Despite Bitcoin's recent 14% rebound, many top traders are hesitant to turn bullish, exhibiting an "ultra-skeptical stance" due to uncertainty following a 52% retreat from its all-time high of $126,220 in October 2025. This reluctance stems from several factors, including a decline in bullish leverage demand and persistent concerns about further price declines.
One key indicator of this bearish sentiment is the Bitcoin long-to-short ratio at Binance, which recently hit a 30-day low, signaling a sharp decrease in demand for bullish leverage. This ratio dropped from 1.93 to 1.20, indicating that even with Bitcoin reaching 15-month lows, traders are not rushing to take on leveraged long positions. Similarly, the long-to-short ratio for top traders at OKX experienced a sharp reversal, falling from a peak of 4.3 to 1.7. This shift aligns with a $1 billion liquidation event in leveraged Bitcoin futures, where traders were forced to close positions due to insufficient margin.

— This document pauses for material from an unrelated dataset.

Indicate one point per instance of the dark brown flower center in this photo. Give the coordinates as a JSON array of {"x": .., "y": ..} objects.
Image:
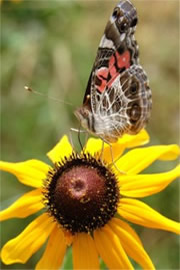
[{"x": 81, "y": 193}]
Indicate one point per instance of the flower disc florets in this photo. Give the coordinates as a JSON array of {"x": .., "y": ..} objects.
[{"x": 81, "y": 193}]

Adding to the cautious outlook is the behavior of larger Bitcoin holders. Data suggests that these "whales" have been distributing their holdings during the rebound, applying downward pressure on the price. This pattern needs to reverse before significant upward movement can occur.
Furthermore, the Bitcoin derivatives market is sending warning signals, with traders remaining defensively positioned and a lack of new bullish bets. The funding rate for Bitcoin perpetual contracts remains negative, a bearish indicator suggesting that traders are still preparing for downside risk or are only willing to hold long positions if they receive compensation. Open interest in Bitcoin perpetual futures has also failed to recover since October, highlighting a lack of confidence in the rebound.

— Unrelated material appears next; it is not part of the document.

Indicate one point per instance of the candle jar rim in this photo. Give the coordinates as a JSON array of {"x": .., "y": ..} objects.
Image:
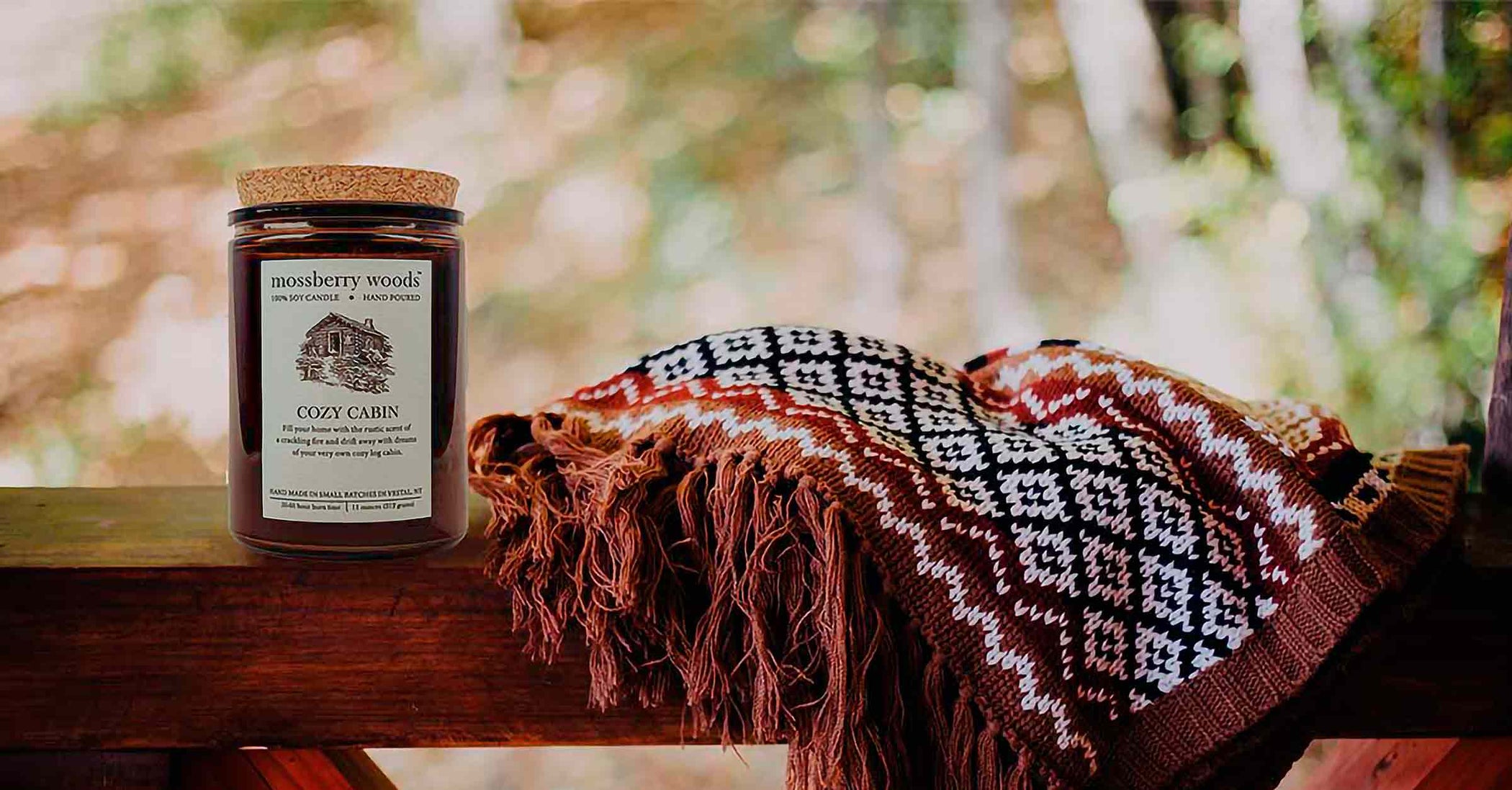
[{"x": 343, "y": 207}]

Liquidity conditions are also contributing to market anxiety. Thin order books can lead to significant price swings even with modest selling pressure, triggering stop-losses and liquidations, creating a feedback loop that amplifies market volatility. This structural factor helps explain Bitcoin's volatile price action, where it can fluctuate by thousands of dollars within a single trading day without breaking through key resistance levels.
Adding to the uncertainty, Bitcoin's rebound has been challenged by a resurgence in gold prices, which have climbed above $5,000 an ounce. Some analysts believe that this shift in focus towards traditional assets like gold could hinder any further crypto recovery.

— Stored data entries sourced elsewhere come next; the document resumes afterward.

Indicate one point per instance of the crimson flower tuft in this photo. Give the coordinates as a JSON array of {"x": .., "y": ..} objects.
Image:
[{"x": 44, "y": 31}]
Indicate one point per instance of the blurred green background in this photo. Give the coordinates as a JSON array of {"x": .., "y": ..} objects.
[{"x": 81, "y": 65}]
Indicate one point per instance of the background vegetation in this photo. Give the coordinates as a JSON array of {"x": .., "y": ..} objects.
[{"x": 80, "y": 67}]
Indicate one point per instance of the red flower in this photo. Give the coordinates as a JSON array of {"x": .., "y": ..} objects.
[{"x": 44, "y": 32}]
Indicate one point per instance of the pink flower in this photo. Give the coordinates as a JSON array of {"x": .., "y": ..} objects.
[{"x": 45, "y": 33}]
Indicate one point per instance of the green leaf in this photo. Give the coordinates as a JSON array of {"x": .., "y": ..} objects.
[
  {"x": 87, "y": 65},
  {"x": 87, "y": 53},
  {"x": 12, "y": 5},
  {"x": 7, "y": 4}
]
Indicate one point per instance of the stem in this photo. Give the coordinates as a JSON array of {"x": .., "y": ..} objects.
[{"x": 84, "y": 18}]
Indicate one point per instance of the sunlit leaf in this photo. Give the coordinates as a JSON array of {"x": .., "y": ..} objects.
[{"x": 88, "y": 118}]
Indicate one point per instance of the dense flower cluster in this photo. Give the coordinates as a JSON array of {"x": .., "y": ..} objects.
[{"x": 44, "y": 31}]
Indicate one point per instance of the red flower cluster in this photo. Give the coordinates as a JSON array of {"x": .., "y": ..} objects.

Despite the skepticism, some analysts remain optimistic about Bitcoin's long-term prospects. One analyst stated that the "bearish case for Bitcoin is the weakest it's ever been in its history," expecting Bitcoin to reach a new all-time high with a year-end target price of $150,000.
Overall, while Bitcoin has shown some recovery, top traders are not yet convinced that a sustained bullish trend has begun. Concerns about market structure, whale activity, and broader economic factors are contributing to a cautious approach, with many traders waiting for more concrete signs of stability before fully embracing a bullish outlook.